Paramedic to RN offered at Clark State


For more information

Paramedics who are interested in next years’s program can visit clarkstate.edu, or call (937) 328-6028 or (937) 328-6057.

SPRINGFIELD — Clark State Community College has partnered with Good Samaritan Hospital and the Nursing Institute of West Central Ohio Miami Valley to offer a fast track program for paramedics wanting to become registered nurses.

The Paramedic to RN program will begin this fall at Clark State Greene Center campus in Beavercreek. The class, which has a maximum of 20 students, is already full, said Kathy Wilcox, Clark State’s dean of health and human services.

Good Samaritan approached Clark State because of what it saw as a need to fill two niches, Wilcox said.

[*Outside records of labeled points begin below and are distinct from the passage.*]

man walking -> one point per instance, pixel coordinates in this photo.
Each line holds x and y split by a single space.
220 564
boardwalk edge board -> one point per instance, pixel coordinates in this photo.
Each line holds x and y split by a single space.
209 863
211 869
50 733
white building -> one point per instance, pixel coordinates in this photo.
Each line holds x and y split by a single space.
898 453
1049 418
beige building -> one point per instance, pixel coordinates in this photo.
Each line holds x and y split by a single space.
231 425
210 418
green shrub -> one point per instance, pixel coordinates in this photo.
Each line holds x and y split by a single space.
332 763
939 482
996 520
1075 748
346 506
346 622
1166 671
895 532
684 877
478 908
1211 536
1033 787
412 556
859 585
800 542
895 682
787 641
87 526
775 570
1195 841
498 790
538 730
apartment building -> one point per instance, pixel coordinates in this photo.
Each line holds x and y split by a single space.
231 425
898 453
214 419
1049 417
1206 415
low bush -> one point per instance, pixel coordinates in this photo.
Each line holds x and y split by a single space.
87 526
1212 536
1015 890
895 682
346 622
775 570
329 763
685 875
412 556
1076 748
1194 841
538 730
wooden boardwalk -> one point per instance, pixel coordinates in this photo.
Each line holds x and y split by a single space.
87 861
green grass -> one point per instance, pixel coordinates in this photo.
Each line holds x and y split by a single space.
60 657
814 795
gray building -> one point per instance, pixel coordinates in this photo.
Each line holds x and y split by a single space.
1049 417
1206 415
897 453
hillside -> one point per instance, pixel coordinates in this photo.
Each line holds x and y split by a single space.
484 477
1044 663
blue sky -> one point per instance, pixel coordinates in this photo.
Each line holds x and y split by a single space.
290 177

The first was paramedics who wanted to become RNs without having to repeat many of the clinical classes they have already taken to become paramedics, she said. The second was hospitals’ need for nurses in the areas of emergency and intensive care.

“Paramedics already work in acute care settings, so it increases this specialized pool of (potential nurses),” Wilcox said.

“When paramedics are in the field they have to use a lot of critical thinking skills,” said Todd Haner, emergency department director at Good Samaritan. “They have to make judgement calls without any doctor around. (That’s) why they make good critical-care nurses.”

Good Samaritan hires paramedics as emergency technicians and is offering tuition reimbursement to those paramedics who take the nursing course, Haner said.

The class, which can reduce the clinical portion of the course from one year to one quarter, depending on prior training, has drawn students from Greenville, Dublin, Hamilton, Bellefontaine and Troy, Wilcox said.